Themis dominates T cell exhaustion by regulation of TCR and PD-1 signaling

T cell exhaustion is important to protect the host from immunopathology during chronic viral infection, but it also impairs T cell anti-tumor immunity ^1–5 . A fundamental unresolved question is whether and how T cell exhaustion is determined at the onset of TCR signaling ^6–8 . Here we report an unexpected role of Themis, a TCR-proximal signaling molecule ⁹ , in T cell exhaustion. Chronic viral infection in mice usually leads to T cell exhaustion and survival of the host.

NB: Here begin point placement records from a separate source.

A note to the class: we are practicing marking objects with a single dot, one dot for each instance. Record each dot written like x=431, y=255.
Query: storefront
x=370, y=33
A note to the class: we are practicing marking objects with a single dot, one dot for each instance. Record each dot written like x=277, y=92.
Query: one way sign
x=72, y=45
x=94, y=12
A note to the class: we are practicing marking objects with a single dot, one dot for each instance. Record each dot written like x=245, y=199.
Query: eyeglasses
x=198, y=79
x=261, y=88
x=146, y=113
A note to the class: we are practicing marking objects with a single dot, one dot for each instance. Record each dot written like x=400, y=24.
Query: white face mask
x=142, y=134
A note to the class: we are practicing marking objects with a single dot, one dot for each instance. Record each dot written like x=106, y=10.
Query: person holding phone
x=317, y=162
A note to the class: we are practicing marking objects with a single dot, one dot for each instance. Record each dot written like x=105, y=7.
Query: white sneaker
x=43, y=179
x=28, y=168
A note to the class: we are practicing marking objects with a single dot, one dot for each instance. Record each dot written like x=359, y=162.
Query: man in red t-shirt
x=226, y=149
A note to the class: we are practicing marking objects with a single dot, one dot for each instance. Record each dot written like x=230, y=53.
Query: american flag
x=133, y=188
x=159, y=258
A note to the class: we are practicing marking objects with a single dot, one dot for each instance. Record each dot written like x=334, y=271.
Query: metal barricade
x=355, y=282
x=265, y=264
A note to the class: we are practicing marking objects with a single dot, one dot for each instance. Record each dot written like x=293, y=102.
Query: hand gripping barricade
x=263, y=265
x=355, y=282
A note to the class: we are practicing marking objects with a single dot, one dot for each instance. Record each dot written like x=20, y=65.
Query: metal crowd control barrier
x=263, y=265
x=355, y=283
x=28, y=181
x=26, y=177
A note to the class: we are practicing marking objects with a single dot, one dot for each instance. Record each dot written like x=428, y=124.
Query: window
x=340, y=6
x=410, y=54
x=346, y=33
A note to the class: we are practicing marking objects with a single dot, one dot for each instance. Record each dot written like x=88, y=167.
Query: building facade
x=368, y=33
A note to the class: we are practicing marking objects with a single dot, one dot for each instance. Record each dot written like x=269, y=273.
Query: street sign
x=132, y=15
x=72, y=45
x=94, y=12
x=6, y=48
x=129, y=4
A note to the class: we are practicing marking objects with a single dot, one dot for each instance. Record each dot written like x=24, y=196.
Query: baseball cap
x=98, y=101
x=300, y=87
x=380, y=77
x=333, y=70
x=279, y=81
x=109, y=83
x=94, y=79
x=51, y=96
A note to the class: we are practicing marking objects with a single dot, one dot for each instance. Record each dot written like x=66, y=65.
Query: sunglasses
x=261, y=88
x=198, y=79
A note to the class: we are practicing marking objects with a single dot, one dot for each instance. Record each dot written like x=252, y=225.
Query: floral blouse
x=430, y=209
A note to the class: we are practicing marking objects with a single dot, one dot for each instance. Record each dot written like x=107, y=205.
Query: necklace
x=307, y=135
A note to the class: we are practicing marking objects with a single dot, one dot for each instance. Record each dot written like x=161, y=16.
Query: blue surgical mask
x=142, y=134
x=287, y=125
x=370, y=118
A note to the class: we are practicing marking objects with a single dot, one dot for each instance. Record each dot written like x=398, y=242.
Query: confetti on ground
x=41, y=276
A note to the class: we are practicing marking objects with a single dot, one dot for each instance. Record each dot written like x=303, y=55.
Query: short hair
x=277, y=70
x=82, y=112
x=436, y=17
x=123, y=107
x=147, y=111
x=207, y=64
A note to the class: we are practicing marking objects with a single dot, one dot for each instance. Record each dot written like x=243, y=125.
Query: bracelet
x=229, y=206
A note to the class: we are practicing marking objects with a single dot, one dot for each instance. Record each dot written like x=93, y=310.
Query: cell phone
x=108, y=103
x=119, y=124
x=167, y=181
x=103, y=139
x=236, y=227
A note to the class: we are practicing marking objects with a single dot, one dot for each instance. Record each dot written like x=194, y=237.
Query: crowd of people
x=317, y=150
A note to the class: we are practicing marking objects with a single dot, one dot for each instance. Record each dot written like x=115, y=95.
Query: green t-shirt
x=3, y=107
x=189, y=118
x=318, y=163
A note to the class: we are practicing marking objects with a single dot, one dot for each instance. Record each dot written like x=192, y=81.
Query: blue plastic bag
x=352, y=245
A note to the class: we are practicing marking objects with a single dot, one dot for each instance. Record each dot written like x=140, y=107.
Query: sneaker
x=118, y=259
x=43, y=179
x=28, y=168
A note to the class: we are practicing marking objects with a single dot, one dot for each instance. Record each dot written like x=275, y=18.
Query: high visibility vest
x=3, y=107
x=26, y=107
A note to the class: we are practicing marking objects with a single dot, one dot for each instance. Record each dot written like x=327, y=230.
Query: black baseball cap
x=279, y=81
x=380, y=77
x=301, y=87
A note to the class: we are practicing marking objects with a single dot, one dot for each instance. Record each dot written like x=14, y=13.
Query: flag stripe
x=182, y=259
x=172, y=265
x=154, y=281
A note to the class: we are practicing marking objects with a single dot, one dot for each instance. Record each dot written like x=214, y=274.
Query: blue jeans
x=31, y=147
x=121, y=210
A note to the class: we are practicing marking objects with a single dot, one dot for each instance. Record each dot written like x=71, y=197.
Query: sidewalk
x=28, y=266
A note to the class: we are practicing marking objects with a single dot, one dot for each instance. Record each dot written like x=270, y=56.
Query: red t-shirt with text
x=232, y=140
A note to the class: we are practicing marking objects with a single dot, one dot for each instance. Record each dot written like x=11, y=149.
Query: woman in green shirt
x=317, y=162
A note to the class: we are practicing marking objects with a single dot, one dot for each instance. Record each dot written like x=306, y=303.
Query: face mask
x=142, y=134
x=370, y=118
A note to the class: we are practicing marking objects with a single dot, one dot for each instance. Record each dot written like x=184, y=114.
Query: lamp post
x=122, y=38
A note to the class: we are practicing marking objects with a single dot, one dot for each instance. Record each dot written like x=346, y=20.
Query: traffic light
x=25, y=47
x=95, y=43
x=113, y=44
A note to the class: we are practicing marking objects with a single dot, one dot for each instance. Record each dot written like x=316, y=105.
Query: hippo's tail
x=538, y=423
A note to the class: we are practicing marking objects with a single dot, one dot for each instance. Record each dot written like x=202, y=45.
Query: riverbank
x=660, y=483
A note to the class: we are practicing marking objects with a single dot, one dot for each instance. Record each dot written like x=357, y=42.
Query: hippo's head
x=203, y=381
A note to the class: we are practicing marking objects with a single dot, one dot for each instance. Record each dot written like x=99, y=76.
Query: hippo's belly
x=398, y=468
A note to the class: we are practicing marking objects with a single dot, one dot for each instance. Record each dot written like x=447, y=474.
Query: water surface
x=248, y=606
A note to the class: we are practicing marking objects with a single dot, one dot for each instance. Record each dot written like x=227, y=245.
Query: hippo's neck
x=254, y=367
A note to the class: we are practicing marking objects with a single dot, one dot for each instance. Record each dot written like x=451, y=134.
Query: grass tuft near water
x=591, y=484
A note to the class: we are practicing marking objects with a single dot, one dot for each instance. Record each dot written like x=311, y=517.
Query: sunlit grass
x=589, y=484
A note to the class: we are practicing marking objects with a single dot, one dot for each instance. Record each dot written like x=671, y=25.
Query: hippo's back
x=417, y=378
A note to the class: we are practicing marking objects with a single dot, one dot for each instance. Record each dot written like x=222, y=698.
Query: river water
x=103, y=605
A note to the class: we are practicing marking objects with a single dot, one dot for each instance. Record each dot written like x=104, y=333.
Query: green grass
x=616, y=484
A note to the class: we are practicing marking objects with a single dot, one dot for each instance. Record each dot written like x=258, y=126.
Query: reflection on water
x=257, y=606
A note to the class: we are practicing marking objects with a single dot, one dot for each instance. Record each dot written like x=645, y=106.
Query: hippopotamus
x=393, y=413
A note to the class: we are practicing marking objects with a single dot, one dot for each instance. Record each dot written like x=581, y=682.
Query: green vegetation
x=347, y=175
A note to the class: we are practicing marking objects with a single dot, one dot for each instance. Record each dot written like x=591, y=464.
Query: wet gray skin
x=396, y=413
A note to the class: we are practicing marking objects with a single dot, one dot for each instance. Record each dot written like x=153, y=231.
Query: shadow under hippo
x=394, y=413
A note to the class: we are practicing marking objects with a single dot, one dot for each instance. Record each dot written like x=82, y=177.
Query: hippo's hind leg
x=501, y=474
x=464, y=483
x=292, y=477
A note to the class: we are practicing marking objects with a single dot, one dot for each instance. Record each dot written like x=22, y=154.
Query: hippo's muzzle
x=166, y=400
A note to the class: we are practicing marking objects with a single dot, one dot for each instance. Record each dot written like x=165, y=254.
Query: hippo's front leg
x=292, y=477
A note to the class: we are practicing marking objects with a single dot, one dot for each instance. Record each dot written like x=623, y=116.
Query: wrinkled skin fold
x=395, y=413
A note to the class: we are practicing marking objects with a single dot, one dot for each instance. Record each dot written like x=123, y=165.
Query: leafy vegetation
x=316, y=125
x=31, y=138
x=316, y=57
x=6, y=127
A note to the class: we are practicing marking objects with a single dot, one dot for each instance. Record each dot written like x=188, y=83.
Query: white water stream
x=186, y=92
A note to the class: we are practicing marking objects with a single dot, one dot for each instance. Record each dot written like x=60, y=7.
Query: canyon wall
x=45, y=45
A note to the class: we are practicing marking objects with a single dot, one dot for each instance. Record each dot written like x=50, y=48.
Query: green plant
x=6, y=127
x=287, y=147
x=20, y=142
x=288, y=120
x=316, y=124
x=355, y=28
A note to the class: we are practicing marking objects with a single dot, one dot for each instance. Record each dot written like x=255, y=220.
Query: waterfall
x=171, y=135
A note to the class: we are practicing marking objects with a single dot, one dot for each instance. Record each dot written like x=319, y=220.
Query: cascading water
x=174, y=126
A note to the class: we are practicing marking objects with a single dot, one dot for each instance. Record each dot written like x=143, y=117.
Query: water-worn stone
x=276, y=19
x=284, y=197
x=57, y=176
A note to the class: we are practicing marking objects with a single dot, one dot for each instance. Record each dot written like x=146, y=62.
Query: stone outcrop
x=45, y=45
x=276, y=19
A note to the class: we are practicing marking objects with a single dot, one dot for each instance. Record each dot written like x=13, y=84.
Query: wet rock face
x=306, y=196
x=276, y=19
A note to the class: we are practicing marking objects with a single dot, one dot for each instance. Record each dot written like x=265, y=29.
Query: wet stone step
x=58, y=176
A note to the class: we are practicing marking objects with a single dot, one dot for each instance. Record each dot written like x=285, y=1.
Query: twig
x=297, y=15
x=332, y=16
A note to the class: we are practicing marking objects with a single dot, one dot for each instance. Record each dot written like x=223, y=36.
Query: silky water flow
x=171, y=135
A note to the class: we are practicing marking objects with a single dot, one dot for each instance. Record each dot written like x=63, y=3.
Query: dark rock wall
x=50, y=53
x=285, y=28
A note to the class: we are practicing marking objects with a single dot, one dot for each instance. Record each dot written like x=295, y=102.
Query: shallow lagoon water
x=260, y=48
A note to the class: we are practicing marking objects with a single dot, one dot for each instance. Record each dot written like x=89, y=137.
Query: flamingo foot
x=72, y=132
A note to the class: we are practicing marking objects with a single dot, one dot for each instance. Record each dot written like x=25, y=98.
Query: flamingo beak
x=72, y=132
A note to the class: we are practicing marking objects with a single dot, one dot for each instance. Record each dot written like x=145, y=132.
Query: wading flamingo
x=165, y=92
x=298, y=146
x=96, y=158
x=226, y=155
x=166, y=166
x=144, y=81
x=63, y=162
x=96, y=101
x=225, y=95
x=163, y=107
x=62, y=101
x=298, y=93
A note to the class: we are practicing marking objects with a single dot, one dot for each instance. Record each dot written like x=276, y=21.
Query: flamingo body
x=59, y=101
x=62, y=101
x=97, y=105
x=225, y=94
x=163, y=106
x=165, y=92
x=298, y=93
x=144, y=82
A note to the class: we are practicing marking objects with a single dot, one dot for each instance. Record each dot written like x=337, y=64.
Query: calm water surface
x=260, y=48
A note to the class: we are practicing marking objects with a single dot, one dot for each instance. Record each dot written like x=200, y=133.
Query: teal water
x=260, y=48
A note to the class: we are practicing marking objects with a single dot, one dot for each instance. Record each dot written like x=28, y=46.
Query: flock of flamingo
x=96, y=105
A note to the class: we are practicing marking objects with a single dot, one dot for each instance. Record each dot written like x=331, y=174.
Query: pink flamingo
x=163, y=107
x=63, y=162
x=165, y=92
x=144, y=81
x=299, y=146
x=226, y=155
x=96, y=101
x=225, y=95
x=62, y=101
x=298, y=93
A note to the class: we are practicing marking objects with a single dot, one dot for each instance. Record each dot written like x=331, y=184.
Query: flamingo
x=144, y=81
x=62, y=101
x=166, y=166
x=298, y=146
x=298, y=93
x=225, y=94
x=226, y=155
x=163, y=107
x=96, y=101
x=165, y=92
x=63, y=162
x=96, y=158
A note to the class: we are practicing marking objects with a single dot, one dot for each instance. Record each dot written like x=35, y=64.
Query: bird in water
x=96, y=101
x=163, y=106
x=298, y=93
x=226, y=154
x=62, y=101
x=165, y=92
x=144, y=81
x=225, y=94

Surprisingly, Themis T-cell conditional knockout mice died from severe CD8 ⁺ -dependent lung immunopathology in chronic viral infection, showing Themis’ importance in establishing T cell exhaustion. We found that Themis-deficient CD8 ⁺ T cells were hyperactivated at the single-cell level - producing more TNF and IFNγ compared to wild-type counterparts - but defective in population-level expansion. Moreover, TCF-1 and TOX expression were inhibited in Themis-deficient CD8 ⁺ T cells, thereby impairing differentiation of exhausted T cell precursors (T-pex) and maintenance of terminally exhausted T cells (T-ex), respectively. Mechanistically, Themis initially promotes TCR signaling to induce PD-1 expression and subsequently mediates PD-1 signaling. In the latter, Themis binds to PD-1 and promotes PD-1 phosphorylation and its recruitment of SHP2, thereby acting as a negative regulator to inhibit T cell effector functions. Without Themis, the orderly regulation of TCR and PD-1 signaling, and therefore exhaustion, is disrupted. Thus, our results unequivocally demonstrate that Themis-mediated early TCR signaling plays a decisive role in T cell exhaustion and provide a novel mechanism of PD-1 signaling through Themis.